The University of Central Florida (UCF) is selling Martian dirt at $20 (£16) per kilo, plus shipping, of course.
While it might sound like fake news, the research team of astrophysicists have promised it's not a joke, announcing how they have developed a scientifically-based, standardised method for creating Martian and asteroid soil known as simulants.
"The simulant is useful for research as we look to go to Mars," explained Physics Professor Dan Britt, a member of UCF's Planetary Sciences Group.
"If we are going to go, we'll need food, water and other essentials. As we are developing solutions, we need a way to test how these ideas will fare."
For example, scientists looking for ways to grow food on Mars need to test their techniques on soil that most closely resembles the stuff on Mars.
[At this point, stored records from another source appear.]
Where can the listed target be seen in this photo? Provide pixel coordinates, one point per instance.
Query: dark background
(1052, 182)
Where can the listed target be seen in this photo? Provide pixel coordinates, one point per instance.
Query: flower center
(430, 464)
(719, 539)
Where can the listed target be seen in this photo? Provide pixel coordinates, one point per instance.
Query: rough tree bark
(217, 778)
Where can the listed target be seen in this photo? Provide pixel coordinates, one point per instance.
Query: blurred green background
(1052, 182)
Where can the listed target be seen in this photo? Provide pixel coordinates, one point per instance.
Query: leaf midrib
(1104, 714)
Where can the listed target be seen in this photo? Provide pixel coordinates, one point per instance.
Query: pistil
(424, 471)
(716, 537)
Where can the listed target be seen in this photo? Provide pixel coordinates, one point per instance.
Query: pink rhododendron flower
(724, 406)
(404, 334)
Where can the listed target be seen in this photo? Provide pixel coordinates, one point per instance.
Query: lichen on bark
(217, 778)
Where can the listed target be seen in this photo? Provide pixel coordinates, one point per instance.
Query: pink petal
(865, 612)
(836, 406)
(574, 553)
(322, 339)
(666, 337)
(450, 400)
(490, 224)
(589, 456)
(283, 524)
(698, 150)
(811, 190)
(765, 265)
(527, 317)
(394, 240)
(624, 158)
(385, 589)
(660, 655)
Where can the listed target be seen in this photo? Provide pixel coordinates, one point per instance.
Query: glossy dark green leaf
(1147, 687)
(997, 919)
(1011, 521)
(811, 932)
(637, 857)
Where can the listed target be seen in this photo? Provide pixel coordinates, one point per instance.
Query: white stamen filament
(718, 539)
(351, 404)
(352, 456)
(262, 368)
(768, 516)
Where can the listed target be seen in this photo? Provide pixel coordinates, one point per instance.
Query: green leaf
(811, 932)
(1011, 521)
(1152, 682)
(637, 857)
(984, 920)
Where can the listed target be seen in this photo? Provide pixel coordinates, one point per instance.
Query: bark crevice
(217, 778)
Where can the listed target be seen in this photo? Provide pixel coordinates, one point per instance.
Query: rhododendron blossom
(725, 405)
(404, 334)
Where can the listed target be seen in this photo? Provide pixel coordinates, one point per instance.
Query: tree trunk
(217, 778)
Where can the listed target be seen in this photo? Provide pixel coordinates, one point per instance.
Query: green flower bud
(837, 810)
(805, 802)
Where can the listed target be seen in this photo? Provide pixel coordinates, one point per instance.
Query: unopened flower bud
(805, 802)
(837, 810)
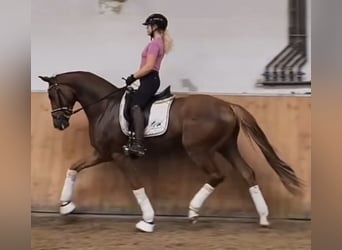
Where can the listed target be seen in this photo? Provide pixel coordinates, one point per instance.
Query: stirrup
(137, 149)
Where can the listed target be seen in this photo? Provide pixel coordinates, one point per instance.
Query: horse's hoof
(193, 216)
(67, 208)
(193, 220)
(264, 222)
(145, 227)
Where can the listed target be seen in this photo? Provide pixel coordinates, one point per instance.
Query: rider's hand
(130, 80)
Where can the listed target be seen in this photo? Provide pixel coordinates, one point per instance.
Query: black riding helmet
(157, 19)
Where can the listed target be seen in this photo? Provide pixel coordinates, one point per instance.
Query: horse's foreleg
(147, 223)
(67, 206)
"You wouldn't want to discover that your method didn't work when we are actually there," Britt said. "What would you do then? It takes years to get there."
UCF's formula is based on the chemical signature of the soils on Mars collected by the Curiosity rover. Britt built two calibration targets that were part of Curiosity rover.
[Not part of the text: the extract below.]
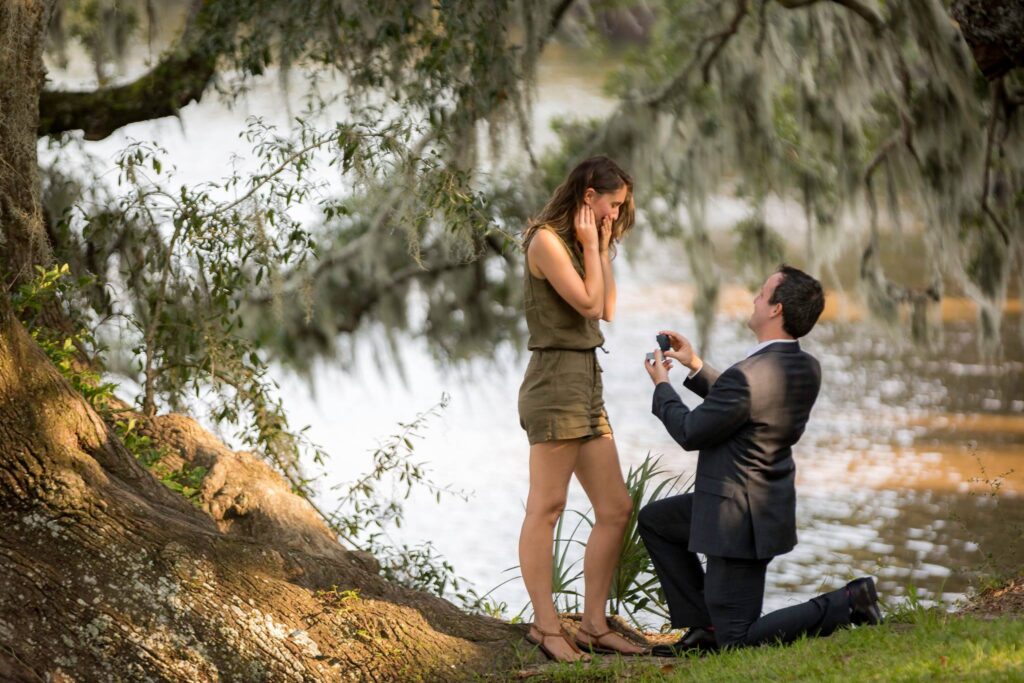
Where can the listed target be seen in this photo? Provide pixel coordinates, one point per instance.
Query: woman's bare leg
(598, 470)
(551, 466)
Researchers currently use simulants that aren't standardised, so any experiment can't be compared to another in an apples-to-apples kind of way, Britt said.
Kevin Cannon, the paper's lead author and a post-doctoral researcher who works with Britt at UCF, said there are different types of soil on Mars and on asteroids. On Earth, for example, we have black sand, white sand, clay and topsoil to name a few. On other worlds, you might find carbon-rich soils, clay-rich soils and salt-rich soils, he added.
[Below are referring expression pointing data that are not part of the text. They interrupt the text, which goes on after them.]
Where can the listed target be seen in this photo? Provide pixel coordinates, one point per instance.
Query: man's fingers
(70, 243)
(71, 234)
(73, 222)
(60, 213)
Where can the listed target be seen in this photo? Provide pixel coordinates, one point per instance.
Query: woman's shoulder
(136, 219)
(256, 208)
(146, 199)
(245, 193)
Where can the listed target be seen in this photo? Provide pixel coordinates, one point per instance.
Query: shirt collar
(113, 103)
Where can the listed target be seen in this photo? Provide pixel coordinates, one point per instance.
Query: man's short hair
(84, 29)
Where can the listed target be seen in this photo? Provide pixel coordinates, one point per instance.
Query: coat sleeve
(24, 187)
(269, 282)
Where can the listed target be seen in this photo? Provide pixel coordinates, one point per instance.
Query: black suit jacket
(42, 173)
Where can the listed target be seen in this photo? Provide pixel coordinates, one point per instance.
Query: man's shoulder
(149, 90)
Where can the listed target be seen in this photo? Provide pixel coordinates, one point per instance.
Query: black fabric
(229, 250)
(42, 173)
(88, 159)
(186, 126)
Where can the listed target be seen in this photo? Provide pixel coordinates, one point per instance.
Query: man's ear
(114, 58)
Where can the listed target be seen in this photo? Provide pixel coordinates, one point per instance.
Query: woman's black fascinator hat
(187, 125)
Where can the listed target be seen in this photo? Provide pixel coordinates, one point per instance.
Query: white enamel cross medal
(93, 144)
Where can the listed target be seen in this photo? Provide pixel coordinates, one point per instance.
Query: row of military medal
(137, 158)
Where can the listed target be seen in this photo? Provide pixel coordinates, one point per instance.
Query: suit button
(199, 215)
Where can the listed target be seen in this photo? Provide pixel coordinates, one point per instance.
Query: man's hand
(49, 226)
"With this technique, we can produce many variations," Cannon said. "Most of the minerals we need are found on Earth although some are very difficult to obtain."
Nevertheless, Britt and Cannon believe there is a market for the simulant. At £15 a kilo, it might be easier to send UCF an order, than to try and make it in labs across the nation.
The team already has about 30 pending orders, including one from Kennedy Space Center for half a ton.
"I expect we will see significant learning happening from access to this material," Britt said.
Cannon believes it will help accelerate the drive to explore our solar system as demonstrated by investments already being made by Space X, Blue Origin and other private companies.